O acervo inicial da Biblioteca Pio Vargas foi formado por obras da extinta Biblioteca Pública, órgão do Departamento Estadual de Cultura. O acervo era constituído de 2.800 livros.
A partir de 22 de abril de 1991, a Biblioteca Pública Estadual de Goiás passou a ser conhecida de Biblioteca Estadual Escritor Pio Vargas.
Nas 82 estantes do salão estão distribuídos cerca de 70 mil títulos entre eles, 160 mapas, 28 atlas, revistas e jornais que compõem a seção especial. No acervo podem ser encontrados revistas, jornais diversos, coleções especiais e dicionários, entre outros.

Importância Sociocultural
A biblioteca funciona como centro de informação e cultura. Oferece seu acervo e serviços bibliográficos, contribuindo assim para a formação do hábito de leitura na comunidade. A biblioteca vai às escolas dos municípios do Estado, asilos e creches levando livros, com o intuito de dar oportunidade às pessoas que não têm acesso à leitura.
O usuário tem acesso a todo o acervo disponível, mas o empréstimo está restrito às áreas de literatura, filosofia, política, sociologia, psicologia, religião, biografia e música.
Para se beneficiar desses serviços, o usuário deve levar à seção de empréstimo comprovante de endereço e identidade para fazer o cadastro, o que dá direito de retirar três livros de cada vez.
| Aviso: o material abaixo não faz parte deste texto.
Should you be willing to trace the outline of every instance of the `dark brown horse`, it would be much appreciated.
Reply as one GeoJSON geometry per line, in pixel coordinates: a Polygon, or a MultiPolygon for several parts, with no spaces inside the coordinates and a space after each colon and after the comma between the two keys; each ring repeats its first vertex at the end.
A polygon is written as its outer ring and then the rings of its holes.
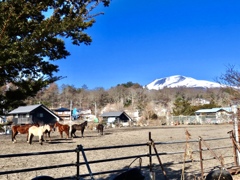
{"type": "Polygon", "coordinates": [[[51,134],[52,131],[55,131],[55,128],[54,128],[54,125],[52,125],[52,124],[49,124],[49,126],[50,126],[50,131],[45,131],[44,132],[44,135],[45,135],[44,140],[47,141],[47,137],[48,137],[48,140],[51,142],[50,134],[51,134]]]}
{"type": "Polygon", "coordinates": [[[20,134],[27,134],[27,141],[28,141],[28,129],[31,126],[39,126],[38,124],[25,124],[25,125],[12,125],[12,142],[15,143],[17,142],[16,136],[18,133],[20,134]]]}
{"type": "Polygon", "coordinates": [[[71,131],[71,137],[73,137],[73,135],[74,135],[74,137],[77,137],[76,134],[75,134],[75,132],[77,130],[81,131],[81,134],[82,134],[82,137],[83,137],[84,129],[85,129],[86,126],[87,126],[87,121],[85,121],[82,124],[73,124],[72,125],[72,131],[71,131]]]}
{"type": "Polygon", "coordinates": [[[63,132],[65,132],[66,137],[69,138],[69,130],[70,126],[67,124],[60,124],[59,122],[56,122],[54,124],[54,128],[58,128],[58,131],[60,133],[61,138],[63,138],[63,132]]]}
{"type": "Polygon", "coordinates": [[[103,135],[103,129],[104,129],[104,125],[103,124],[98,124],[96,129],[97,129],[98,133],[103,135]]]}

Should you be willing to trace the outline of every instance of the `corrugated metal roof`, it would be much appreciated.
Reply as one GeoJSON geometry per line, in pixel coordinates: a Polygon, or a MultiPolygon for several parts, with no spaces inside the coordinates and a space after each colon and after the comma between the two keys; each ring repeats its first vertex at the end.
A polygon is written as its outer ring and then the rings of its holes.
{"type": "Polygon", "coordinates": [[[70,111],[70,109],[61,107],[61,108],[58,108],[58,109],[54,109],[54,111],[63,112],[63,111],[70,111]]]}
{"type": "Polygon", "coordinates": [[[232,112],[231,107],[224,107],[224,108],[212,108],[212,109],[199,109],[195,111],[195,113],[216,113],[221,110],[232,112]]]}
{"type": "Polygon", "coordinates": [[[21,114],[21,113],[29,113],[34,109],[42,106],[42,104],[30,105],[30,106],[19,106],[17,109],[10,111],[8,114],[21,114]]]}
{"type": "Polygon", "coordinates": [[[100,116],[102,116],[102,117],[116,117],[116,116],[120,116],[122,113],[124,113],[124,112],[123,111],[104,112],[100,116]]]}

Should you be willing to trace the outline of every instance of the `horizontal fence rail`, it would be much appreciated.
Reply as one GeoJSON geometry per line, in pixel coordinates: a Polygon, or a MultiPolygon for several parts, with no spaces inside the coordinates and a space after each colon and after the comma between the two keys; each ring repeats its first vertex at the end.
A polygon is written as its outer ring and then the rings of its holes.
{"type": "MultiPolygon", "coordinates": [[[[149,136],[150,136],[149,140],[151,140],[150,133],[149,133],[149,136]]],[[[229,137],[205,139],[204,141],[205,142],[216,142],[216,141],[221,141],[221,140],[231,141],[229,137]]],[[[174,170],[174,171],[179,171],[179,169],[181,170],[181,167],[183,164],[188,164],[189,167],[198,166],[198,169],[196,169],[196,168],[192,169],[187,173],[188,174],[189,173],[196,174],[196,172],[198,172],[198,175],[200,175],[203,178],[203,172],[201,172],[200,163],[201,163],[201,166],[204,167],[205,166],[204,162],[211,161],[211,160],[217,161],[217,159],[216,159],[216,157],[207,154],[207,152],[210,150],[208,147],[204,147],[204,145],[202,145],[202,147],[199,149],[199,146],[198,146],[199,142],[200,142],[200,139],[188,140],[188,141],[172,141],[172,142],[149,141],[149,142],[141,143],[141,144],[127,144],[127,145],[104,146],[104,147],[94,147],[94,148],[83,148],[82,145],[77,145],[77,147],[75,149],[71,149],[71,150],[19,153],[19,154],[3,154],[3,155],[0,155],[1,160],[4,158],[17,158],[17,157],[28,157],[28,156],[43,156],[43,155],[53,155],[53,154],[75,153],[76,154],[76,162],[75,163],[58,164],[58,165],[50,165],[50,166],[41,166],[41,167],[35,167],[35,168],[22,168],[22,169],[15,169],[15,170],[13,169],[13,170],[0,171],[0,179],[1,179],[2,175],[10,175],[10,174],[14,174],[14,173],[24,173],[24,172],[30,172],[30,171],[41,171],[41,170],[46,170],[46,169],[65,168],[65,167],[75,167],[76,174],[73,174],[72,176],[60,177],[60,178],[56,178],[56,179],[59,179],[59,180],[60,179],[79,179],[80,177],[89,177],[89,176],[93,177],[93,176],[97,176],[97,175],[120,173],[120,172],[127,171],[128,168],[124,167],[124,168],[118,168],[118,169],[101,170],[101,171],[91,172],[91,165],[98,164],[98,163],[109,163],[109,162],[116,163],[118,161],[133,160],[133,159],[136,160],[139,158],[144,159],[144,161],[145,161],[145,163],[141,164],[141,167],[140,167],[142,169],[142,171],[149,173],[150,171],[154,171],[156,168],[158,168],[157,172],[160,172],[160,174],[162,174],[164,172],[164,170],[159,169],[159,168],[161,168],[161,163],[158,164],[157,163],[158,161],[153,162],[153,158],[155,158],[155,157],[160,157],[160,160],[163,159],[163,161],[162,161],[163,167],[173,168],[172,166],[178,165],[178,167],[176,168],[177,170],[174,170]],[[152,143],[154,143],[154,145],[156,146],[157,151],[160,151],[160,152],[152,153],[153,152],[151,150],[152,143]],[[185,151],[171,152],[171,151],[163,151],[162,150],[162,149],[164,149],[164,146],[169,146],[169,145],[179,146],[179,144],[186,144],[186,143],[189,145],[192,145],[192,144],[195,145],[195,148],[192,149],[192,153],[195,155],[195,158],[192,160],[179,159],[181,155],[186,153],[185,151]],[[119,157],[105,158],[105,159],[97,159],[97,160],[89,159],[87,157],[87,155],[85,155],[85,152],[97,152],[97,151],[101,151],[101,150],[110,150],[110,149],[119,150],[119,149],[124,149],[124,148],[129,149],[129,148],[137,148],[137,147],[143,147],[143,148],[145,147],[145,149],[148,153],[129,155],[129,156],[119,156],[119,157]],[[199,157],[199,153],[202,153],[202,158],[199,157]],[[173,156],[173,155],[175,155],[177,159],[174,160],[174,162],[168,162],[167,157],[173,156]],[[83,158],[80,158],[80,157],[83,157],[83,158]],[[81,172],[81,168],[83,166],[87,166],[88,173],[81,172]]],[[[228,161],[225,164],[227,166],[232,166],[232,164],[234,162],[233,155],[232,155],[232,149],[233,149],[233,146],[230,146],[230,145],[229,146],[224,146],[224,145],[219,146],[219,144],[218,144],[217,147],[211,147],[212,151],[221,150],[224,152],[228,152],[228,154],[224,154],[224,158],[225,159],[228,158],[228,161]]],[[[117,153],[115,153],[115,155],[117,156],[117,153]]],[[[220,163],[216,163],[216,164],[220,164],[220,163]]],[[[206,169],[208,169],[208,170],[210,168],[213,168],[213,167],[206,167],[206,169]]],[[[179,176],[179,172],[178,172],[178,176],[179,176]]]]}

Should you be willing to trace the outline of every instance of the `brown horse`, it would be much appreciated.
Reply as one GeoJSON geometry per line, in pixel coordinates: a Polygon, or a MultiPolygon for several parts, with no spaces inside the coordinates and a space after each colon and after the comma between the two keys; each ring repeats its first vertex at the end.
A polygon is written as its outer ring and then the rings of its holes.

O leitor tem sete dias para devolver o livro, sob pena de pagar multa no valor de R$ 0,50 por dia e por livro.
A Biblioteca Estadual Pio Vargas possui o projeto Biblioteca Ambulante, criado em maio de 1998, que consiste em levar a escolas da periferia, asilos e creches, cerca de 200 livros infantis com o objetivo de dar oportunidade às pessoas que não têm acesso à leitura.
Outra iniciativa da biblioteca é o programa Biblioteca no Interior e na Capital, que tem por objetivo doar livros para as escolas públicas mais carentes para formar sua biblioteca. Além disso, há treinamento gratuito de funcionário para bibliotecas.

Responsável
Maria Socorro Abreu de Lima é responsável pela biblioteca. Nascida em São Félix do Araguaia (MT), ela é formada em Biblioteconomia pela Universidade Federal de Goiás (UFG, 1996). Possui cursos de Técnicas de Arquivo e Protocolo (Escola Zilma Carneiro, Goiânia, 2000), Módulo em Preservação de Acervos Bibliográficos (Fundação Biblioteca Nacional, Rio, 2000) e Reciclagem Artesanal de Papel (ministrado por Helena Oliveira, Pirenópolis, 2001). Participou de vários encontros e seminários sobre biblioteconomia, em Goiânia e outras cidades.